As the news flies around that a Premiership star has been named on social media site Twitter after a court ordered that their identity should be protected, the debate turns to our privacy laws and how they should be enforced on social media.

The game (media and news) has now changed it and it’s important (no matter who you are) to understand what people are saying and where they’re going to say it.

A comparison here in this case could be that the laws on CDs and DVDs are now changing, to reflect today’s digital world.

At the moment if you own content as a DVD or Cd the fact is you can’t legally rip a DVD to digital media- most argue this is just outdated, you could argue that there is a comparison to be made for this situation.

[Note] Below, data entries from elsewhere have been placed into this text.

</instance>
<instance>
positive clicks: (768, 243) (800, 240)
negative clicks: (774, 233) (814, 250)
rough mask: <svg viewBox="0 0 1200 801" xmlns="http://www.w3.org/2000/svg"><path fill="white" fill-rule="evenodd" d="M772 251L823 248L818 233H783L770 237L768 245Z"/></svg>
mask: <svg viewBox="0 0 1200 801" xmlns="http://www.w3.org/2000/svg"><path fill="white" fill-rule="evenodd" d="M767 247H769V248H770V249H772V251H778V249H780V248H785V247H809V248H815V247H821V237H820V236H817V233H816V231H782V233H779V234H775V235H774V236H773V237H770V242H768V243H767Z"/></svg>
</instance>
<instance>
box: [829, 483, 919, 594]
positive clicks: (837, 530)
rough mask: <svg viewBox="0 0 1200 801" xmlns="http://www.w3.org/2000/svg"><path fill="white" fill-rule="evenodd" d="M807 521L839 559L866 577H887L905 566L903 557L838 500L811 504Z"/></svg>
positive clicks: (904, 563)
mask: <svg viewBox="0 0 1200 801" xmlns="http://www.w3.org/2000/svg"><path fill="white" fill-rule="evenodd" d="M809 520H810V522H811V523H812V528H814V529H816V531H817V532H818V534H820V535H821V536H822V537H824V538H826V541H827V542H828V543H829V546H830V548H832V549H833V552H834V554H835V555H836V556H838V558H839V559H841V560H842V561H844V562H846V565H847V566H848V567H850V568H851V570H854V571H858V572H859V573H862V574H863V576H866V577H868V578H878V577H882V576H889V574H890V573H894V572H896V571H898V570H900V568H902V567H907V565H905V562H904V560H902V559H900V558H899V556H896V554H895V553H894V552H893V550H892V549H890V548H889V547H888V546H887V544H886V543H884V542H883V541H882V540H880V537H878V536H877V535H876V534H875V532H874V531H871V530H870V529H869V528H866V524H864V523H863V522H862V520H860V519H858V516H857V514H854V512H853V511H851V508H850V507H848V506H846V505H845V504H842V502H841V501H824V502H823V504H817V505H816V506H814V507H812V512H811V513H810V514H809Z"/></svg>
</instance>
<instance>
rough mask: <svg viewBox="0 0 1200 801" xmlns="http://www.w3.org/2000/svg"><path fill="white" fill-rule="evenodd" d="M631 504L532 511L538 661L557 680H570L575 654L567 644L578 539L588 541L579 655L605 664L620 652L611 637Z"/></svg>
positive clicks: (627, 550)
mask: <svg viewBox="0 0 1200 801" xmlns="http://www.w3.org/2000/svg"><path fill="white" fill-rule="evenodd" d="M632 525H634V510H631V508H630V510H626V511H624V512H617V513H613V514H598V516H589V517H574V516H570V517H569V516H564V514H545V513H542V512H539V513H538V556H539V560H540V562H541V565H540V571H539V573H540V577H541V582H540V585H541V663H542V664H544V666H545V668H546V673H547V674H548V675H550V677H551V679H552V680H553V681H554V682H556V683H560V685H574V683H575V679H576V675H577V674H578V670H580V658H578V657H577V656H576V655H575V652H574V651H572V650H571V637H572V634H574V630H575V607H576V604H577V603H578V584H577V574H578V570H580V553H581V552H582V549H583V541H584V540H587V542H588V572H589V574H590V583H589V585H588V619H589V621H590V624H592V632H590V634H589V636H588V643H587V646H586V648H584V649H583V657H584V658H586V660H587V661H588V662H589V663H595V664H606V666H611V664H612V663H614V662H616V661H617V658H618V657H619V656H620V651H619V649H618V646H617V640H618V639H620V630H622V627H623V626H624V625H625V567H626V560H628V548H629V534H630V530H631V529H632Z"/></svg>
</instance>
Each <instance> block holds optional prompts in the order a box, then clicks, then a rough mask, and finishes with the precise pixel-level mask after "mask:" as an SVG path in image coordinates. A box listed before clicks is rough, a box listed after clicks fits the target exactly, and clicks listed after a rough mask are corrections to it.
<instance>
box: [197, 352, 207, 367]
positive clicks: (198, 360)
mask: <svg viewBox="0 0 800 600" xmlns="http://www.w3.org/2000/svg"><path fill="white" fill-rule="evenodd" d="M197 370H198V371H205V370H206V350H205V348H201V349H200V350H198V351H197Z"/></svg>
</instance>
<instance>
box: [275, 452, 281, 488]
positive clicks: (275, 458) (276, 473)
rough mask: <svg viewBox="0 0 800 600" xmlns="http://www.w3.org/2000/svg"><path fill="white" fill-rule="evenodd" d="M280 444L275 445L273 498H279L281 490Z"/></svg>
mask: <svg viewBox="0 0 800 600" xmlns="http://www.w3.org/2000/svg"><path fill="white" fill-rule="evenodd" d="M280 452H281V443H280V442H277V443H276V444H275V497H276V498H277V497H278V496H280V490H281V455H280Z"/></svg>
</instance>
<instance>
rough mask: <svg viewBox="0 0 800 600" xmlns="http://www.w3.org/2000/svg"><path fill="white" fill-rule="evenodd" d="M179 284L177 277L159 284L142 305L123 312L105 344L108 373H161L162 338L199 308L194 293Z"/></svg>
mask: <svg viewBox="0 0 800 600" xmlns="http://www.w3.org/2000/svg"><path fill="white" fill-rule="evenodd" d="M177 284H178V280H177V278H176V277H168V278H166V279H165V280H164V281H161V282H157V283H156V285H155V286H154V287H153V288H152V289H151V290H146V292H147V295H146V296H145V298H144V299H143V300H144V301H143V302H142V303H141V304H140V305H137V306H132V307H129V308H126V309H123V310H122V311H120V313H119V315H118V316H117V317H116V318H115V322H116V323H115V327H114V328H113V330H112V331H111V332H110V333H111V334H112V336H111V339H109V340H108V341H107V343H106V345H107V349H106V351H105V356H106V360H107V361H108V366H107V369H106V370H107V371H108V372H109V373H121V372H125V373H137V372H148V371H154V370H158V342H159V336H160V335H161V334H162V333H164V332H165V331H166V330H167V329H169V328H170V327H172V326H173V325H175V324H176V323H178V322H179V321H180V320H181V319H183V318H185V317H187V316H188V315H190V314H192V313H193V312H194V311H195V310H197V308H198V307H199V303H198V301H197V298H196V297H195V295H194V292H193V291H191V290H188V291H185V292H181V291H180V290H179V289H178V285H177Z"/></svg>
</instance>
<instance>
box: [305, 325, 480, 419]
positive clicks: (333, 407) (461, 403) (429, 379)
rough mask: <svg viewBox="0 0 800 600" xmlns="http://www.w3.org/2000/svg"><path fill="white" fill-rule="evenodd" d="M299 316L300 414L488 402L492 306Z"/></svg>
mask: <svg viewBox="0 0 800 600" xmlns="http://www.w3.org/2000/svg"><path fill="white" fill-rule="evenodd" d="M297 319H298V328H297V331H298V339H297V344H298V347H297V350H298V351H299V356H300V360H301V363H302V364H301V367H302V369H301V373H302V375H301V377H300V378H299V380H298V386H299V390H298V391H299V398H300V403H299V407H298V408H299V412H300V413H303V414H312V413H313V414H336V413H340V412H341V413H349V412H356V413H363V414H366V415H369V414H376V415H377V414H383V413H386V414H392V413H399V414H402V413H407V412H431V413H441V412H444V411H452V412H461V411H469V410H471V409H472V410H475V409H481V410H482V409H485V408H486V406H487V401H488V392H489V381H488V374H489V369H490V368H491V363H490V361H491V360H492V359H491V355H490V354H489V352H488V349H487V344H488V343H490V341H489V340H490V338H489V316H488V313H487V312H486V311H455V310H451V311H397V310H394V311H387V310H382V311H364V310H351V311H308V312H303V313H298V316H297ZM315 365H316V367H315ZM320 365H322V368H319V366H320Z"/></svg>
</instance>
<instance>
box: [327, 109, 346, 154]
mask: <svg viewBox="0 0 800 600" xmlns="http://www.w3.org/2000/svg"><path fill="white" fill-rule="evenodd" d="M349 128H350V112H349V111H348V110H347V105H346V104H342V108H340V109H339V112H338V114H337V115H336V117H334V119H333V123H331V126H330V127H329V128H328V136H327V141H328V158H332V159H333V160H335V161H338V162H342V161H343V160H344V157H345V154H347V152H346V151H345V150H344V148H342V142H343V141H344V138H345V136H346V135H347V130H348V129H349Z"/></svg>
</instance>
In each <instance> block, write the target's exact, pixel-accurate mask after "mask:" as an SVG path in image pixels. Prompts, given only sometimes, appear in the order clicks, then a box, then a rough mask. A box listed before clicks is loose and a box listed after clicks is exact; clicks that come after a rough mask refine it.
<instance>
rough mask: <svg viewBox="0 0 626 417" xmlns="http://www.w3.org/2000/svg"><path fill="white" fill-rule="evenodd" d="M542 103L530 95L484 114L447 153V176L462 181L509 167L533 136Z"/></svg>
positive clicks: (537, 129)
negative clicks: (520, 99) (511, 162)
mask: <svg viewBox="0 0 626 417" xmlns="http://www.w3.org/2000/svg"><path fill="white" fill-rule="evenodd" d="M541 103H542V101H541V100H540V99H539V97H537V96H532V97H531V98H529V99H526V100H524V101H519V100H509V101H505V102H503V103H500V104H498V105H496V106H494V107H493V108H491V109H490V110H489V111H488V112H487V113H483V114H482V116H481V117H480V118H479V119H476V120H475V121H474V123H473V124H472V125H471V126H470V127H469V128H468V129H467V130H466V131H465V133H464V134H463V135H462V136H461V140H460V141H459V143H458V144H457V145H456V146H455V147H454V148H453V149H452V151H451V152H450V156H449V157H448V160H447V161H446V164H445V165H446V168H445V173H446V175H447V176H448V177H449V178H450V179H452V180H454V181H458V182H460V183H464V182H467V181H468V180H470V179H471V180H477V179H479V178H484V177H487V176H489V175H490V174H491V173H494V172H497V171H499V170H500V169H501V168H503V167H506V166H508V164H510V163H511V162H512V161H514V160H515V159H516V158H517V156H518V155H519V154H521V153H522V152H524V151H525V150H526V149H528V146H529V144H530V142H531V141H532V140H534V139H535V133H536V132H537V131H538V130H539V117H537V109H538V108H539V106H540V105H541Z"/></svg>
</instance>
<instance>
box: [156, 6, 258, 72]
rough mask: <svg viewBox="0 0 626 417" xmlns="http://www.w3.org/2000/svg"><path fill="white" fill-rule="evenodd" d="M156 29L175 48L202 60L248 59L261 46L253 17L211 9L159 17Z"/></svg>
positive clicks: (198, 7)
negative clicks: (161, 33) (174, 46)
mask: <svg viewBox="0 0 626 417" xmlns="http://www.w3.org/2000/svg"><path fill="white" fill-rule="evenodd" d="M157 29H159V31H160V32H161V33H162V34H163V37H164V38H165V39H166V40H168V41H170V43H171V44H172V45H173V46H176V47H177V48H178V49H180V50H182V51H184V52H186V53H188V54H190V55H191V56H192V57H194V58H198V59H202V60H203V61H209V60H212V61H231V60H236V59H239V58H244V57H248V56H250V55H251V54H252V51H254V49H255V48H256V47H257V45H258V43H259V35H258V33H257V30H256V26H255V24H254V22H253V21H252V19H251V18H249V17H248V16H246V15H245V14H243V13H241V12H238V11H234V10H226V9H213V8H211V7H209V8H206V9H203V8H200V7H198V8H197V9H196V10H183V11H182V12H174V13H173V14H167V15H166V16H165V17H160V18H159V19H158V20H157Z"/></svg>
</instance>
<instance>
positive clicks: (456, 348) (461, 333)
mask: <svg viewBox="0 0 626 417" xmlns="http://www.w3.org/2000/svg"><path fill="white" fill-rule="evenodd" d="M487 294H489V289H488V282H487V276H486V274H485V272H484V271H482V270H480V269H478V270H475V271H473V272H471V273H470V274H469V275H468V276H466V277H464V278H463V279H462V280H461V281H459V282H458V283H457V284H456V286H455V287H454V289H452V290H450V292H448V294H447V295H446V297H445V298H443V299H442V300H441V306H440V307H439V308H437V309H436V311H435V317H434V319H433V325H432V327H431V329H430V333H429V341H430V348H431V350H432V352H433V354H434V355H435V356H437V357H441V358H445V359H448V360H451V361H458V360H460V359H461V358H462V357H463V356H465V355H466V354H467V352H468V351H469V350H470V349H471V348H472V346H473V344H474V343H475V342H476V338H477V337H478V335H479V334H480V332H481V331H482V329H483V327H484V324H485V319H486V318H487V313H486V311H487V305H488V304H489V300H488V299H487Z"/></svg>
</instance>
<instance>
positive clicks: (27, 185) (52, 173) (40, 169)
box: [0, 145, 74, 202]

Super injunctions simply don’t work in today’s digital information stream. The stream and exchange of information is anonymous, free, fast and global.

This morning, news surfaced that a Scottish newspaper had identified the premiership star, a country within the Uk that they argue is not covered by the English court ordered super-injunctions.

With Twitter effectively now being sued and asked to handover details of the authors of the Tweets, should it be Twitters job to moderate a communication service, a service that has had such massive effects, good and bad? Such as freeing political activists from arrest and breaking news to the world during events like the Hudson plane crash.

It actually puts this situation right into context, people will talk, not for commercial gain or to sell papers, just because they can. And this is exactly what has happened in this case. With the identity of CTB (the way the court are referring to the individual) being mentioned every 1 second this morning.

It’s important that people understand this, the game has changed, and those that play in it (or even those that don’t), have to understand the rules and the risks.